If you care about comics, care about this.
Samandal is a comics magazine based in Beirut, Lebanon, but they publish artists from all over the world. The first comic I ever had published by somebody that wasn’t myself appeared in Samandal #1 back in 2007. They’ve published 15 issues in three different languages, hosted international cartoonists, set up comics events in Beirut and acted as the anchor of a wonderful and thriving comics community in the Middle East. I was a guest editor on issue 11 in 2011 when I lived in Beirut. That experience inspired the founding of my own comics anthology, Irene. Samandal’s editors are amazing people and artists. I’m lucky to call them my friends.
Samandal is in big, big trouble. Three of their editors lost a legal case brought by the Lebanese government that interpreted two out of context panels to be “inciting sectarian strife.” It’s utter bullshit. For a detailed story about the case, there’s a good New Yorker article that covers it.
The editors now face tens of thousands of dollars in fines for completely spurious charges. They’re raising money to try to stay in business. If they don’t raise enough, not only will the magazine be shuttered, but the editors could face jail time for nonpayment of their crippling fines.

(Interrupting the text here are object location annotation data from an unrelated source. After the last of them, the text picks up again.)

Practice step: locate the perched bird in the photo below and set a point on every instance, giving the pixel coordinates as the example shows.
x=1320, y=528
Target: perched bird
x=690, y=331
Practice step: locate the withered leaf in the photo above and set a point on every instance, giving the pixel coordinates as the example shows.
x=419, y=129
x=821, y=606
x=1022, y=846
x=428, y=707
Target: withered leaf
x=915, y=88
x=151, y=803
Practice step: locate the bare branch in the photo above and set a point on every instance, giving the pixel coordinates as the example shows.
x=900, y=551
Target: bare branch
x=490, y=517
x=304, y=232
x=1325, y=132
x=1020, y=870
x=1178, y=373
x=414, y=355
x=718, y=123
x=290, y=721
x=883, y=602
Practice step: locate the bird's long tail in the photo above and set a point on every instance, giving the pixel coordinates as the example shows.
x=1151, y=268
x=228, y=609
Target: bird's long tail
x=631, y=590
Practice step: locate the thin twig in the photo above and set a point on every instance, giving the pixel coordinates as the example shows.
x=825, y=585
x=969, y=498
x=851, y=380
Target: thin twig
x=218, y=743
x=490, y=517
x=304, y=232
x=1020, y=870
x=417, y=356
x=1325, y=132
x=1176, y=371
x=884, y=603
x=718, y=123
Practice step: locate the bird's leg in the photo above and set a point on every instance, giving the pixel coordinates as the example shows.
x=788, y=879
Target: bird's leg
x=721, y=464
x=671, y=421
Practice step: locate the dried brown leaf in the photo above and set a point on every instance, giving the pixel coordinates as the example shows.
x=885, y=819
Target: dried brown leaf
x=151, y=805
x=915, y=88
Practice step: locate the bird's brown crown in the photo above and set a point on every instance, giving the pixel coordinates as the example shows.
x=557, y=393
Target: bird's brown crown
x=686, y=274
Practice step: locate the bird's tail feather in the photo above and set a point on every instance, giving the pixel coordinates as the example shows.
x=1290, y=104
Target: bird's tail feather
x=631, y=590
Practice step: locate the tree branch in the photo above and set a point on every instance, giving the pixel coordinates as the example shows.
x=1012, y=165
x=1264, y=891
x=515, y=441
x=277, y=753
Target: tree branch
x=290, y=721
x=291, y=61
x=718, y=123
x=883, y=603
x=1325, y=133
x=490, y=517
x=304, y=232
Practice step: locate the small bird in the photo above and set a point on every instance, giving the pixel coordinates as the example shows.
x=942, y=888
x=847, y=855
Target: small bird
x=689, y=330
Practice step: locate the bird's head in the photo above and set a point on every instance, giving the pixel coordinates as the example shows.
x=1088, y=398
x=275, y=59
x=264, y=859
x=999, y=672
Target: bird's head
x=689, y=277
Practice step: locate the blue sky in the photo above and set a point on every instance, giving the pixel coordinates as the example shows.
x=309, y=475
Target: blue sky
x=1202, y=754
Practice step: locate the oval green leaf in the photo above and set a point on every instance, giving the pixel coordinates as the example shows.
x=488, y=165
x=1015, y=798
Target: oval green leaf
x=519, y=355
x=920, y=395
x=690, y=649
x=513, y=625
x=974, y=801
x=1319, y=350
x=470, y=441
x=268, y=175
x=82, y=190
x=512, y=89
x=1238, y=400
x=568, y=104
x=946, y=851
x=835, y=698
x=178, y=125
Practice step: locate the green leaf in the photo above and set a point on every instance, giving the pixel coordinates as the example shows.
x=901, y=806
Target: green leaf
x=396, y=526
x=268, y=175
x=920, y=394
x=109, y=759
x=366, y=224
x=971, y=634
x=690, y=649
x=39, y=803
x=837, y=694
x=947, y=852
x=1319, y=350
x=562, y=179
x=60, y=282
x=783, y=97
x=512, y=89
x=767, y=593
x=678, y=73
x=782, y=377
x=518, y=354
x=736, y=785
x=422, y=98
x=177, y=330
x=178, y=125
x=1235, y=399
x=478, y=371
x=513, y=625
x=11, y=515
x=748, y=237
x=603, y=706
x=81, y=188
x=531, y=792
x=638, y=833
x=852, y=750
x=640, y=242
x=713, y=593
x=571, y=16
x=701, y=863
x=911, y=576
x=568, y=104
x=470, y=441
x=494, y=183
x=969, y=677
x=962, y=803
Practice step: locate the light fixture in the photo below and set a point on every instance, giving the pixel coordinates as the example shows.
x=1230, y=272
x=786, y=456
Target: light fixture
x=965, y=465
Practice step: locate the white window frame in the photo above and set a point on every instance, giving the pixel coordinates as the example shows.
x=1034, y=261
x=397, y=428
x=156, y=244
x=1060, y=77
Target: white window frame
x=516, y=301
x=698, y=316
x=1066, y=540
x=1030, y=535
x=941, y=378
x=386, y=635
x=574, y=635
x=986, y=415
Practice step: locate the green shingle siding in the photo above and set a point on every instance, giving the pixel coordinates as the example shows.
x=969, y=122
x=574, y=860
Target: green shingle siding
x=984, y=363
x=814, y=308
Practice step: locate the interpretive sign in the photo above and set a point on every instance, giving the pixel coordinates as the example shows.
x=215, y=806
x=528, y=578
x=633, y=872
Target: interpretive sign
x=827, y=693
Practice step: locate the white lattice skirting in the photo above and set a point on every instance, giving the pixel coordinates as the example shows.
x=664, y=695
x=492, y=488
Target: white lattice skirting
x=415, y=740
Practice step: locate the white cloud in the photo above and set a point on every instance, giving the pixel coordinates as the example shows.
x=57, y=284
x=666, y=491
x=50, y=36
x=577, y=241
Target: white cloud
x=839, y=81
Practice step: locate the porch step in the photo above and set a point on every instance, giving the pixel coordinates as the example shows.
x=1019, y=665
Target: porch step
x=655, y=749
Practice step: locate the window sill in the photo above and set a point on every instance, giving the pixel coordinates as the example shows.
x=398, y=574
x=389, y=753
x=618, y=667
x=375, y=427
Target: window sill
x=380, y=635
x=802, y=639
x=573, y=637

Samandal matters. The Institute for Current World Affairs said:
In the Middle East, Beirut is the vanguard of Arab comix. Samandal’s sixteen issues since 2007 have pushed artists in Egypt, Morocco, and Tunisia to follow suit. As Samandal’s coterie of artists experiment in Arabic, French, and English, the ‘zine has carved out space for scores of Lebanese graphic novels and other interventions across the region.
The Hooded Utilitarian called Samandal “ground zero for Arab comics.” I love this art form, and wherever there is a group of people in this world making comics together, there is a light. Please, please consider donating to their fundraising campaign, even if this is the first time you’ve heard of Samandal. Don’t let this light go out.